In recent years, enhancement of deep learning techniques has led to a jump in natural language processing capability, enabling computers to solve sophisticated tasks that were previously impossible. For example, the leaderboard of SQuAD (a dataset that measures the AI’s capability of comprehending text) and GLUE (a set of tasks designed to measure the AI’s capability of understanding text from various genres) show that AI outperforms humans.
At the center of such natural language processing using deep learning, are language understanding models that are trained on vast amounts of text data. It can be said that the performance of language understanding models define the performance of deep learning models.
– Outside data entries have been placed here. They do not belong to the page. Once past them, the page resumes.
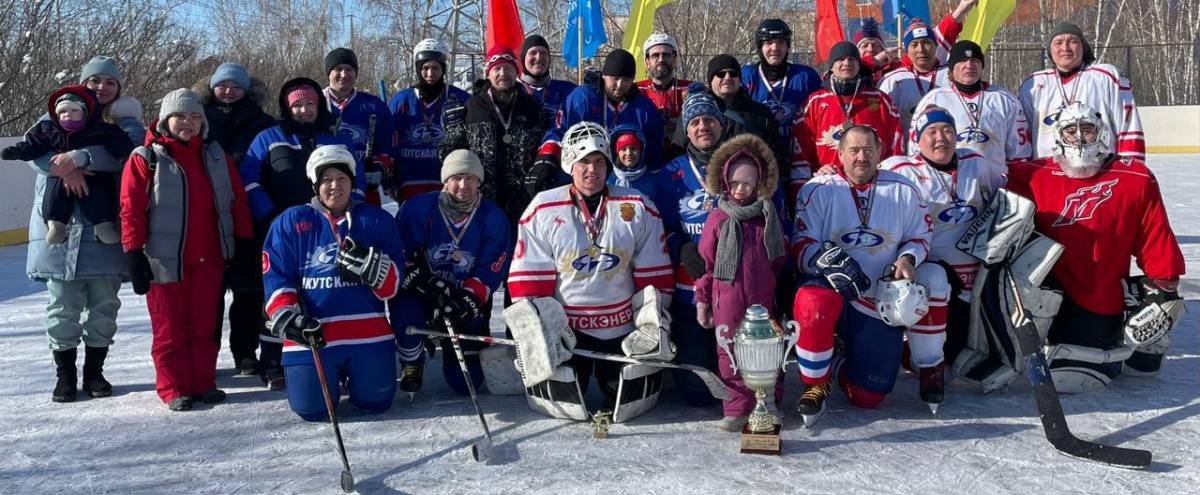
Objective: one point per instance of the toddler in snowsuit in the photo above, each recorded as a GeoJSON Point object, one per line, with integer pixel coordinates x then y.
{"type": "Point", "coordinates": [75, 124]}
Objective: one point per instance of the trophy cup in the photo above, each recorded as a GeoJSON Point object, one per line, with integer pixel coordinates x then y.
{"type": "Point", "coordinates": [762, 347]}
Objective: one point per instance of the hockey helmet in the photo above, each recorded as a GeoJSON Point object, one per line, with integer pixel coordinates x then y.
{"type": "Point", "coordinates": [900, 303]}
{"type": "Point", "coordinates": [1073, 144]}
{"type": "Point", "coordinates": [655, 40]}
{"type": "Point", "coordinates": [581, 139]}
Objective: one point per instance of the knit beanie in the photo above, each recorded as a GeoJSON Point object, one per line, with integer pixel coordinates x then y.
{"type": "Point", "coordinates": [100, 65]}
{"type": "Point", "coordinates": [963, 51]}
{"type": "Point", "coordinates": [619, 64]}
{"type": "Point", "coordinates": [232, 72]}
{"type": "Point", "coordinates": [181, 101]}
{"type": "Point", "coordinates": [462, 161]}
{"type": "Point", "coordinates": [341, 55]}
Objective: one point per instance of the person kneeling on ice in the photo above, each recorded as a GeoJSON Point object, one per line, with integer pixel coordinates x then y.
{"type": "Point", "coordinates": [591, 268]}
{"type": "Point", "coordinates": [744, 250]}
{"type": "Point", "coordinates": [459, 254]}
{"type": "Point", "coordinates": [328, 268]}
{"type": "Point", "coordinates": [853, 226]}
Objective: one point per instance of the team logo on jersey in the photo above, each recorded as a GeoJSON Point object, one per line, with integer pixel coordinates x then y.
{"type": "Point", "coordinates": [1081, 204]}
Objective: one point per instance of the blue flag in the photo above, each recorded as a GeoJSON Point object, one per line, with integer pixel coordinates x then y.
{"type": "Point", "coordinates": [907, 10]}
{"type": "Point", "coordinates": [593, 31]}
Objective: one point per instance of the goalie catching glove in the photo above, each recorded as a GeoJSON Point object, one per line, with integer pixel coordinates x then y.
{"type": "Point", "coordinates": [364, 264]}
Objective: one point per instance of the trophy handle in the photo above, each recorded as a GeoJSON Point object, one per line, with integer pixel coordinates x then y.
{"type": "Point", "coordinates": [725, 345]}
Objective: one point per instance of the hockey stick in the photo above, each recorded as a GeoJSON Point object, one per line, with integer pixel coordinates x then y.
{"type": "Point", "coordinates": [714, 383]}
{"type": "Point", "coordinates": [347, 478]}
{"type": "Point", "coordinates": [1054, 422]}
{"type": "Point", "coordinates": [481, 449]}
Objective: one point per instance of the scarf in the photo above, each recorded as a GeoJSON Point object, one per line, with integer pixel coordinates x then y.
{"type": "Point", "coordinates": [729, 240]}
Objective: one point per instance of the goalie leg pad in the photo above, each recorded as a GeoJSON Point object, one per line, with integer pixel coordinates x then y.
{"type": "Point", "coordinates": [1078, 369]}
{"type": "Point", "coordinates": [559, 397]}
{"type": "Point", "coordinates": [637, 393]}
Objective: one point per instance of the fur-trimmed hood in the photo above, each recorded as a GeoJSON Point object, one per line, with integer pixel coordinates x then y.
{"type": "Point", "coordinates": [717, 167]}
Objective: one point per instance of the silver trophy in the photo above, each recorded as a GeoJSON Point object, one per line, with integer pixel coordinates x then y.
{"type": "Point", "coordinates": [762, 347]}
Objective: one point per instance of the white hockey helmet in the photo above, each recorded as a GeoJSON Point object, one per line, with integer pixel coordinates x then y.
{"type": "Point", "coordinates": [581, 139]}
{"type": "Point", "coordinates": [1079, 153]}
{"type": "Point", "coordinates": [900, 303]}
{"type": "Point", "coordinates": [659, 39]}
{"type": "Point", "coordinates": [429, 49]}
{"type": "Point", "coordinates": [329, 155]}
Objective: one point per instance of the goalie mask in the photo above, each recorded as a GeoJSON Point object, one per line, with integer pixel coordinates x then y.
{"type": "Point", "coordinates": [1083, 139]}
{"type": "Point", "coordinates": [900, 303]}
{"type": "Point", "coordinates": [581, 139]}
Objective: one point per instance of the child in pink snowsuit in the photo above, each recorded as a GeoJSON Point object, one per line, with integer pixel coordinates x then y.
{"type": "Point", "coordinates": [744, 250]}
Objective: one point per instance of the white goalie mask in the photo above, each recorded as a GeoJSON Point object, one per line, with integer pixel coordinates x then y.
{"type": "Point", "coordinates": [900, 303]}
{"type": "Point", "coordinates": [581, 139]}
{"type": "Point", "coordinates": [1083, 139]}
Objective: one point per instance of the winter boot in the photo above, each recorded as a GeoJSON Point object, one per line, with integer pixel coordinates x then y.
{"type": "Point", "coordinates": [94, 382]}
{"type": "Point", "coordinates": [55, 232]}
{"type": "Point", "coordinates": [66, 388]}
{"type": "Point", "coordinates": [107, 232]}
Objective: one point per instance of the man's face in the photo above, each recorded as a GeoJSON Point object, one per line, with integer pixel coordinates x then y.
{"type": "Point", "coordinates": [1067, 52]}
{"type": "Point", "coordinates": [660, 61]}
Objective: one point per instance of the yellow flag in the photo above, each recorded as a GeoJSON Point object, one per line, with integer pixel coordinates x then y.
{"type": "Point", "coordinates": [985, 19]}
{"type": "Point", "coordinates": [640, 27]}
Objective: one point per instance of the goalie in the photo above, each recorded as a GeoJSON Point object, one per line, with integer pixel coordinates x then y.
{"type": "Point", "coordinates": [1103, 209]}
{"type": "Point", "coordinates": [591, 269]}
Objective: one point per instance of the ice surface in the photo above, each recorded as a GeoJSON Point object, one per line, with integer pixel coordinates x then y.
{"type": "Point", "coordinates": [252, 443]}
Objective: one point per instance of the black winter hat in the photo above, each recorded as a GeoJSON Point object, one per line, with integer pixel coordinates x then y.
{"type": "Point", "coordinates": [1066, 28]}
{"type": "Point", "coordinates": [963, 51]}
{"type": "Point", "coordinates": [721, 63]}
{"type": "Point", "coordinates": [341, 55]}
{"type": "Point", "coordinates": [619, 64]}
At Studio Ousia, we have continuously developed advanced language understanding models using the vast amount of real world data stored in Wikipedia. As the result of our research, we published the multilingual language model called Wikipedia2Vec, which is available in 12 languages including English, Japanese and Chinese, in 2018. Wikipedia2Vec is trained using the text and links in Wikipedia’s entries, so that it can encode the knowledge in Wikipedia efficiently. Because Wikipedia is provided in various languages around the world, we have been able to achieve high-performance models in many languages.
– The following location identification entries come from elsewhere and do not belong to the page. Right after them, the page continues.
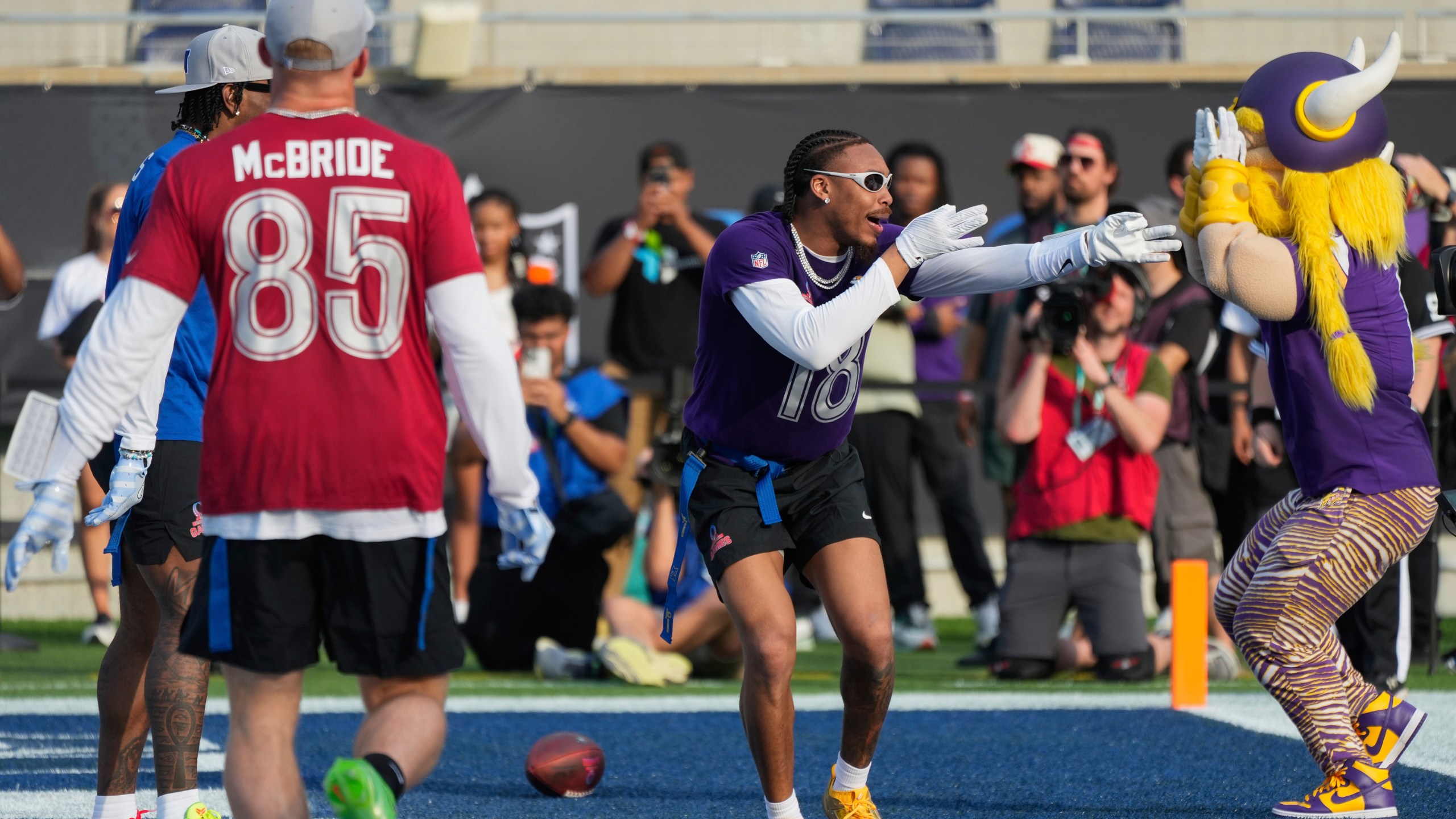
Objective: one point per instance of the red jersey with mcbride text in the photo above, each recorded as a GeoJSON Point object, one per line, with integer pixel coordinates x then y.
{"type": "Point", "coordinates": [318, 239]}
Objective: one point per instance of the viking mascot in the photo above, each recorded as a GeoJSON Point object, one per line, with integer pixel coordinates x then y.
{"type": "Point", "coordinates": [1299, 219]}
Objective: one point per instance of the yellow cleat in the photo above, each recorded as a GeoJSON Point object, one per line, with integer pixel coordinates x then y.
{"type": "Point", "coordinates": [672, 667]}
{"type": "Point", "coordinates": [631, 660]}
{"type": "Point", "coordinates": [1362, 792]}
{"type": "Point", "coordinates": [848, 804]}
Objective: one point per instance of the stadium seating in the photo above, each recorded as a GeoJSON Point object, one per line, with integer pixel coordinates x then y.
{"type": "Point", "coordinates": [929, 42]}
{"type": "Point", "coordinates": [1132, 42]}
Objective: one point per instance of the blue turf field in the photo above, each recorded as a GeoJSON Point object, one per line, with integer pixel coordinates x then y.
{"type": "Point", "coordinates": [1140, 764]}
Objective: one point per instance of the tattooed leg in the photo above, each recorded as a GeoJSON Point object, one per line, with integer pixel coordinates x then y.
{"type": "Point", "coordinates": [120, 688]}
{"type": "Point", "coordinates": [762, 611]}
{"type": "Point", "coordinates": [851, 577]}
{"type": "Point", "coordinates": [177, 684]}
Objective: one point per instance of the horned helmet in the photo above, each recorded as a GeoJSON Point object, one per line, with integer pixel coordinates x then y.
{"type": "Point", "coordinates": [1322, 113]}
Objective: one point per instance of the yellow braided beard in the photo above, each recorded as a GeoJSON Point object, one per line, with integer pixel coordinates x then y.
{"type": "Point", "coordinates": [1366, 205]}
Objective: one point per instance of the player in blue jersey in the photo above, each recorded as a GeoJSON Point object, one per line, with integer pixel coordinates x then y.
{"type": "Point", "coordinates": [769, 481]}
{"type": "Point", "coordinates": [159, 531]}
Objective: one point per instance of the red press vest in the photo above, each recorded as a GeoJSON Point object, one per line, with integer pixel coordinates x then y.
{"type": "Point", "coordinates": [1059, 490]}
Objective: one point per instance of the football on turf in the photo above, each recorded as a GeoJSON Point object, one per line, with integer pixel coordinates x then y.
{"type": "Point", "coordinates": [565, 764]}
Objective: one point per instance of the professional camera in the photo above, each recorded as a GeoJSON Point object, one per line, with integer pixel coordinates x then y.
{"type": "Point", "coordinates": [1065, 302]}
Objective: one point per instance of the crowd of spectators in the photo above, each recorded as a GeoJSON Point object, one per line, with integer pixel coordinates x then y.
{"type": "Point", "coordinates": [1147, 423]}
{"type": "Point", "coordinates": [1139, 428]}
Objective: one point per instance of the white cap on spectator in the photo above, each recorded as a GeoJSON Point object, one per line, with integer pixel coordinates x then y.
{"type": "Point", "coordinates": [1037, 151]}
{"type": "Point", "coordinates": [342, 25]}
{"type": "Point", "coordinates": [222, 56]}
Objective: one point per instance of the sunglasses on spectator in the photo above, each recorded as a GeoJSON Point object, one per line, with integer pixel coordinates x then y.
{"type": "Point", "coordinates": [871, 181]}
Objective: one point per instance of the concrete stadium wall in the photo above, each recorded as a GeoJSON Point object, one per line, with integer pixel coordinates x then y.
{"type": "Point", "coordinates": [1020, 43]}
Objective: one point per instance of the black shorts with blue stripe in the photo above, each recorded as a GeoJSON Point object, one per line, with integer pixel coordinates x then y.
{"type": "Point", "coordinates": [380, 610]}
{"type": "Point", "coordinates": [822, 502]}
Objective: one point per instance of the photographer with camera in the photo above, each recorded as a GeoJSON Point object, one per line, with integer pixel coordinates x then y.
{"type": "Point", "coordinates": [653, 261]}
{"type": "Point", "coordinates": [578, 421]}
{"type": "Point", "coordinates": [1094, 406]}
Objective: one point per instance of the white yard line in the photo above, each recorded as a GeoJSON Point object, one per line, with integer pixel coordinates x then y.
{"type": "Point", "coordinates": [1256, 712]}
{"type": "Point", "coordinates": [77, 804]}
As well as being a core component in our own products, the academic paper released in 2016 has been cited over 170 times, and also has been used widely by industry and academia around the world. For example, world-renowned investment firm BlackRock announced that it developed an entity detection system using Wikipedia2Vec, a crucial part of their finance system. Also, Ludwig-Maximilians-Universität München and Siemens showed in 2019 that they developed a model that outperformed other models by combining Wikipedia2Vec and the Google developed language understanding model BERT. Wikipedia2Vec has also been used in various ways by cutting edge systems of their field: analyzing movie stories, text analysis, abstracting information from healthcare documents and completing missing information in knowledge-bases.
The following is a visualization of the low-dimensionalized vectors of entities learned by Wikipedia2Vec.
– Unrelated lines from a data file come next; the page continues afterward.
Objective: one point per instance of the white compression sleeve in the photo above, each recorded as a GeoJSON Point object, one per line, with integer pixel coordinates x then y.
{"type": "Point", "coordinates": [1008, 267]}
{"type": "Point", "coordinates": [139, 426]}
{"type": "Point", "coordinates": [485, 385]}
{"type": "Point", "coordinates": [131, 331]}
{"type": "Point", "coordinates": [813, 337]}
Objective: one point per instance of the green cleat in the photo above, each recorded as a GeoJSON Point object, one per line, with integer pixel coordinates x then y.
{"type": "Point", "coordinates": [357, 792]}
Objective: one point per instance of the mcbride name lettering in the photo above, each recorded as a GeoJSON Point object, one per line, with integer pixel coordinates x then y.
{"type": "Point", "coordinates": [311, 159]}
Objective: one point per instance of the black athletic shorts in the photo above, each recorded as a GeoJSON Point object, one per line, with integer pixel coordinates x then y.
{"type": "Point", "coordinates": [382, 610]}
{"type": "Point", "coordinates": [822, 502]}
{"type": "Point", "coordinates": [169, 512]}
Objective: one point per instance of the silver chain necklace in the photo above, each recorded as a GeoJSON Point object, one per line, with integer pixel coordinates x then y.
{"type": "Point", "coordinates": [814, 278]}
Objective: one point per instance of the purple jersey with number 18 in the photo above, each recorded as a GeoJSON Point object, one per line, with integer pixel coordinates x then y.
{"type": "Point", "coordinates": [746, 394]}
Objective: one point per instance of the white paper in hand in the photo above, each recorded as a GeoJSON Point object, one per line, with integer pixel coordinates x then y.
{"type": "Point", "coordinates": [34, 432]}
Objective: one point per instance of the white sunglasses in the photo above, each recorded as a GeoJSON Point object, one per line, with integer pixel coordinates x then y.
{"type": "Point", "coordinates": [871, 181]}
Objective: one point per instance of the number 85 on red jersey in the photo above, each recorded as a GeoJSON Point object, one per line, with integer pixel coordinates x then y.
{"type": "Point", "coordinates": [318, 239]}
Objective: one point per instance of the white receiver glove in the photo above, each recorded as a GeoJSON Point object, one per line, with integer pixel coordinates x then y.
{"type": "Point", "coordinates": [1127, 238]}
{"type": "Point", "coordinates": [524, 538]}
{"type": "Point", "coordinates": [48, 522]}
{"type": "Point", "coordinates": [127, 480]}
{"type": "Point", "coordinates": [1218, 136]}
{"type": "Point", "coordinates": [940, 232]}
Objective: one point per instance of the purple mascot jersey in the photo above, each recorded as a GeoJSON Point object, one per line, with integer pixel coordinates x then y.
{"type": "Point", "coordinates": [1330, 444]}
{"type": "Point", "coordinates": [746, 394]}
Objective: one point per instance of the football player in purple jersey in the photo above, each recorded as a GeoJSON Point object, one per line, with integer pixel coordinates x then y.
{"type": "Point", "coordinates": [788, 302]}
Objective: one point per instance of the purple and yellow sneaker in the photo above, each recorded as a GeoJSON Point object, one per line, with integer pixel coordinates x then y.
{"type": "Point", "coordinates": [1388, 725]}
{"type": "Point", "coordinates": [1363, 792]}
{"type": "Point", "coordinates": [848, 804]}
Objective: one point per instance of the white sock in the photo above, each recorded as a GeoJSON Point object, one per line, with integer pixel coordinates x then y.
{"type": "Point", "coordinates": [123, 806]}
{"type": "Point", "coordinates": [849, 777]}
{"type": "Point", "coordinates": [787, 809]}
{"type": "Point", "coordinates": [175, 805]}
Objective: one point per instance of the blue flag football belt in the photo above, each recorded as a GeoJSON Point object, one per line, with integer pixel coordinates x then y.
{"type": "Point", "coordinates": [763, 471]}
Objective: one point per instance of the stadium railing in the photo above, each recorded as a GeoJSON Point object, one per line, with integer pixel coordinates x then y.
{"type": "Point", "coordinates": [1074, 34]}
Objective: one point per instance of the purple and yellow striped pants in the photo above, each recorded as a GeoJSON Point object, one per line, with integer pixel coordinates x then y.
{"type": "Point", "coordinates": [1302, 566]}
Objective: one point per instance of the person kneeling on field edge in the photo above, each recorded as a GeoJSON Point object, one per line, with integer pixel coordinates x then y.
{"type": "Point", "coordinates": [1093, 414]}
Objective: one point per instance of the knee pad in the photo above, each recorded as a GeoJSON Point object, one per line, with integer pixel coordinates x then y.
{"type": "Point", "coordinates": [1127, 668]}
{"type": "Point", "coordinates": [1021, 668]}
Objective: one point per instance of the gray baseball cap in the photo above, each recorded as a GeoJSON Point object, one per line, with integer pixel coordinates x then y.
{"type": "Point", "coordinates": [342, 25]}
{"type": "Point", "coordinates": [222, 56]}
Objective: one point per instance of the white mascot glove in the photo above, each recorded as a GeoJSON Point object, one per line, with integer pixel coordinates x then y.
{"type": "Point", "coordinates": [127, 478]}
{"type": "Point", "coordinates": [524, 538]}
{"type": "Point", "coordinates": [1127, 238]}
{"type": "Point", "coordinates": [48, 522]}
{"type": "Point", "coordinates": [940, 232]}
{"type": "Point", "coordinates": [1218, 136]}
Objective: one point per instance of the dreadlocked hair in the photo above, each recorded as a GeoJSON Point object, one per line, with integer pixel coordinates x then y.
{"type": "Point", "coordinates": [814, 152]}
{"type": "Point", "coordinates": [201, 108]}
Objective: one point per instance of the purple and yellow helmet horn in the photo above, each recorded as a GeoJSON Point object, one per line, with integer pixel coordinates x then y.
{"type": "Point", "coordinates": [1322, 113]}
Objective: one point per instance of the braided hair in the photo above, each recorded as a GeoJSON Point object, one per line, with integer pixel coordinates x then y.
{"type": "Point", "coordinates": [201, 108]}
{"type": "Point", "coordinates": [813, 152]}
We also encourage publishing our research to competitions and leaderboards. We have won 1st place 4 times, 2nd place 1 time in competitions held at world-renowned academic conferences. In 2017, we entered the Quiz Bowl held at the world’s largest academic AI conference NIPS, and out performed the other AI models, and went on to beat the human team consisting of all-american quiz champions in a landslide of 465 vs 200.
At Studio Ousia, we will continue to develop advanced language understanding model in various languages, and challenge ourselves to solve real-world business problems using our high performing models.